そして、もう一つの原因…突如として魔力量が増幅したこと。戦う前は精々中堅ぐらいの魔力量しか無かったはずが、カグナに手を伸ばした途端に魔力量が一気に膨れ上がった。平均の数十倍もの魔力量を誇る、ミエに迫るほどの勢いを。


他にも隠している可能性も捨てきれない。なら、それらの情報を含めて吟味したら、今行っている勝負はカグナの……。


───負ける可能性が、高い。


「よくよく思い返してみれば、完全に当たってたのにピンピンだったね」


「ど、どうしよう…怒られる?」


「大丈夫!カグナなら問題ないよ!」


金糸の髪をなびかせた少女──リラの横でオドオドと慌ただしく動く、黒く蒼みがかった髪の少女──ジュリが不安の声を上げた。対して、リラは漂う変な雰囲気を払拭するように、少し大きな声で言う。


傍から見れば確かに、接戦に見える戦況…だがここに在籍する少女達は奇跡の世代と謳われる実力者揃い、セラという稀代の英雄を育て上げたシズルを前に、英雄にも負けない才能を有してると言わせてみせたほど。

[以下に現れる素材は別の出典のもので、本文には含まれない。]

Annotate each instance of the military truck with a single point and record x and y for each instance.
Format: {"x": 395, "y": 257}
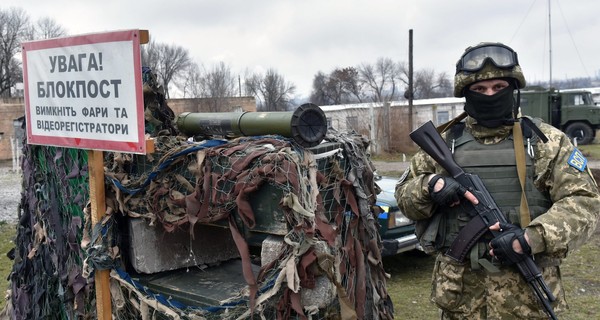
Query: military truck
{"x": 263, "y": 215}
{"x": 572, "y": 111}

ゆえに今行われてる戦闘に対する理解度は同年代と比べても突出している。だからこそ、カグナが少しづつ押され始めてることをより理解していた。カグナが負けるかもしれないと、一抹の不安が拭えきれず、目の逸らしようもない、非情な現実がそこにはあった。


それでも、リラは答える。


「───きっと、勝つよ!」


カグナは勝つはずだと。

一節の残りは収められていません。